Namun, kini tidak semua masyarakat menunjukkan sikap "Bhinneka Tunggal Ika". Masih banyak yang rasis dan akibatnya muncul perpecahan NKRI. Kalimat yang menyebarkan ujaran kebencian, video persekusi terhadap pihak-pihak tertentu pun marak terjadi.
Walau hanya sebagian kecil saja, tetapi ternyata masih ada warga Indonesia yang menjunjung "Bhinneka Tunggal Ika". Berita ManiakQQ
Kisah Keluarga Dengan Prinsip "Bhinneka Tunggal Ika"
Seperi kisah keluarga yang satu ini. Kelihatannya memang aneh dan jarang menemukan keluarga seperti ini, tetapi nyatanya adalah kita harus salut kepada keluarga yang satu ini. Keluarga ini mempunyai agama yang berbeda-beda namun keharmonisan tetap bisa di jaga.
Awalnya, pasangan Djoni Efendi Halim (64 tahun) dan Vivi (50 tahun) adalah agama Buddha. Namun saat Djoni merantau ke Jawa Barat untuk bekerja, dirinya memutuskan untuk pindah agama, menjadi agama Islam.

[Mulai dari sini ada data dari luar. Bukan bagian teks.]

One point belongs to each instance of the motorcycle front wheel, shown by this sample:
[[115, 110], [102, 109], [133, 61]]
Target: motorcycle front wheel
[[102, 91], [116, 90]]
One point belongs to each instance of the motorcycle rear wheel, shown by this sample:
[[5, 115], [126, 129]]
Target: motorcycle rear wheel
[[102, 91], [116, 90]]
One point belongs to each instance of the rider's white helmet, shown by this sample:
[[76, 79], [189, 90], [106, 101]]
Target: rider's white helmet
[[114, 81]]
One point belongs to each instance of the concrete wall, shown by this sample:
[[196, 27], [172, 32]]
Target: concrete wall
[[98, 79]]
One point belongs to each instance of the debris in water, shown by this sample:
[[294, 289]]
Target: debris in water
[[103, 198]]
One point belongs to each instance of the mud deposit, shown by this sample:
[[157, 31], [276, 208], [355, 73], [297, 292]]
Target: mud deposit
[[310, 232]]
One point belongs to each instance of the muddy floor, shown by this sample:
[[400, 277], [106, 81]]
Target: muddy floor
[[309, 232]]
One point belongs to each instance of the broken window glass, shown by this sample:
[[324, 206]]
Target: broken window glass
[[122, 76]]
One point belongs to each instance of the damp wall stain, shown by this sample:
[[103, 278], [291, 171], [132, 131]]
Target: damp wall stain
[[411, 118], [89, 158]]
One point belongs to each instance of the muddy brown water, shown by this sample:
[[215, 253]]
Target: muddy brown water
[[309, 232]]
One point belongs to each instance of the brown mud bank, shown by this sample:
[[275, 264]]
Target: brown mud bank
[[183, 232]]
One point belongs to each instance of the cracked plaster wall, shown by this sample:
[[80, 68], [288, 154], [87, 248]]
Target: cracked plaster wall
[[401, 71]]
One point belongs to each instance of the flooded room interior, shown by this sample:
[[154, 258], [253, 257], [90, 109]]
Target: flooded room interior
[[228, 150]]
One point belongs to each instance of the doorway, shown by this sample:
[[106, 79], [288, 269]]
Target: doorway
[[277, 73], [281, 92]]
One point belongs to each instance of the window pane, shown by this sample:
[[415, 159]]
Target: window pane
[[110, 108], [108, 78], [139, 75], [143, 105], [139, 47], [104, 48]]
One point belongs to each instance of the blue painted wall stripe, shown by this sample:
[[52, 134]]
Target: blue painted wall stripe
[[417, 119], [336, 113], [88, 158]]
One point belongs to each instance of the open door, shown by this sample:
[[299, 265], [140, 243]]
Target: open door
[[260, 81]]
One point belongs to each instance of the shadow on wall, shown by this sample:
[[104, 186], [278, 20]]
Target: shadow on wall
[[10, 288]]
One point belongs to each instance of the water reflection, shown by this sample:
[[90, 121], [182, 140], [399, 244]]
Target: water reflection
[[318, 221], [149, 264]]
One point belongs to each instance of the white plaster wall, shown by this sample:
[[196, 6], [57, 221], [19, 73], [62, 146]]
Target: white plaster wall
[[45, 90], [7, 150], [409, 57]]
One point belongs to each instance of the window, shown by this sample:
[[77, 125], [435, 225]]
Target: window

Vivi yang mendengar keinginan suaminya itu pun tidak melarang, malah memberi dukungan kepada suaminya. Sedangkan kedua putranya, menganut agama Kristen. Putra pertama menganut Kristen Karismatik sedangkan putra kedua menganut Kristen Jawa. Mereka berdua memilih agama Kristen sesuai dengan pergaulan mereka masing-masing.
Walau berbeda agama, namun masing-masing tetap saling menghormati. Seperti saat sang ayah menjalankan puasa, Vivi tetap menyediakan lauk untuk sahur. Pada hari Minggu, mereka mengingatkan anak-anak mereka untuk pergi ke Gereja. Dan saat Vivi ingin pergi ke Vihara, anak-anaknya pun bersedia mengantar ibunya ke Vihara.
Sungguh keluarga yang harmonis. Jika semua warga Indonesia bisa bersikap seperti keluarga yang satu ini, mungkin tidak ada perpecahan di antara sesama warga negara.
Apapun suku kita, apapun agama kita, apapun warna kulit kita, kita juga sama-sama manusia. Dan Agama apapun tetap mengajarkan sikap toleransi, saling memaafkan, saling menghormati dan menghargai. Tidak ada Agama yang mengajarkan kejahatan, yang ada manusia yang bertindak salah dengan mengatasnamakan AGAMA.